In case you have forgotten, may I remind you?

  • Shower and get dressed
    I have my best ideas in the shower!
  • Pray and stay connected to your Creator
  • Get enough rest and eat the food which fuels
  • Define your dreams/goals
  • Be ruthless with distractions and time suckers
    Social media, television, being overly busy so you “just never can find the time”
  • Schedule time daily or weekly to work towards your dream/goals
    Keep your appointment with yourself.
    Keep your word to yourself as you would to a loved one.
  • Ask for help
    Over the years I have assembled my cheering section, but I have not utilized them in
    a long time. I have neglected an untapped but willing resource.
  • Ask for prayer 
  • Share your dream with someone trusted
  • Write a letter to your future self
    If the thought of sharing your dream with someone else seems scary,
    and it is, write yourself a letter spelling out your dream and encouraging
    yourself to not give up.
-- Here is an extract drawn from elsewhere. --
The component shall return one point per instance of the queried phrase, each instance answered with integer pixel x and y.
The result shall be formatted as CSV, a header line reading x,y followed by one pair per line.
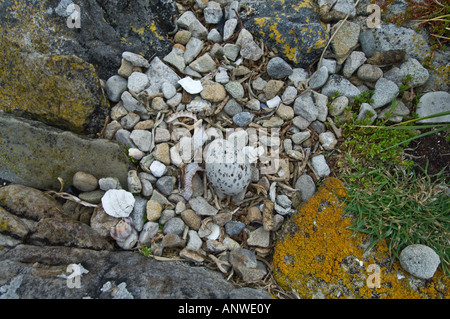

Put it in an envelope, seal it, address it to yourself,
    put a stamp on it and give it to a trusted person in your life. Have them keep it
    for several months and then mail it to you.
  • Talk to someone who has walked into their dream
    People love to talk about their dreams, especially if they are living in the midst of them.
    Find out their story, it might just inspire you to keep going forward
  • Do the work
    It might mean getting up earlier or staying up later. It may demand saying no to
    some great things in favor of saying yes to you and your dreams. 
  • Take joy/fun/play breaks
    Dreams take hard work but breaks refuel and refocus. They are crucial to help avoid burnout
  • Pray and stay connected to your Creator
    It bears repeating and it is not redundant. It is vital.

I look forward to the day when we will  have done the work long and often enough for others

to stand up from their seats and witness excellence.

I will be standing and cheering too.

I’ll be the one welling up with emotion.

Let’s get to the business of pursuing excellent dreams!